L’Osservatorio è composto: dal sindaco o da un suo delegato; dal presidente del Consiglio comunale o dal vicepresidente; da 2  consiglieri comunali designati l’uno dalla maggioranza consiliare e l’altro dalla minoranza; dal presidente della Consulta Giovanile; da un rappresentante delle chiese locali designato dal Consiglio pastorale diocesano; dal comandante della Polizia municipale o da un suo delegato; dal comandante della locale Stazione dei Carabinieri o da un suo delegato; dai dirigenti delle scuole statali di secondo e primo grado; da un rappresentante designato dalle associazioni di volontariato e le cooperative del terzo settore che operano sul territorio nella gestione dei beni confiscati alle mafie, quali Libera e simili che svolgono da almeno due anni attività in favore delle politiche di sostegno alla legalità, di impegno contro la criminalità e di prevenzione dei fenomeni malavitosi.

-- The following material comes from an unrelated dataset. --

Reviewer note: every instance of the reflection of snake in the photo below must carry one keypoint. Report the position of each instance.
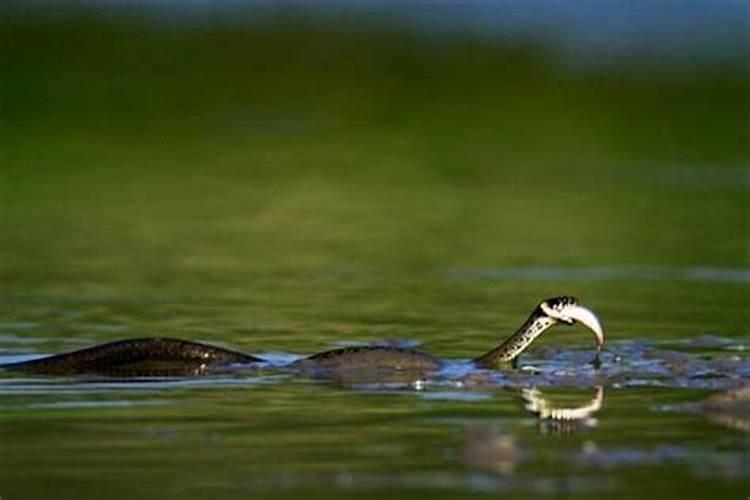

L’Osservatorio predisporrà, entro il 31 dicembre di ogni anno, relazione a consuntivo sullo stato di sicurezza della città della quale il sindaco darà informazione ai cittadini.
«È uno strumento importante per combattere la mafia e con essa tutte quelle forme di illegalità presenti sul territorio. Inoltre sarà uno strumento importante per garantire un maggiore impegno sul tema sicurezza. Belpasso è uno dei primi comuni in Sicilia a dotarsi di questo strumento», ha sottolineato Alfio Platania.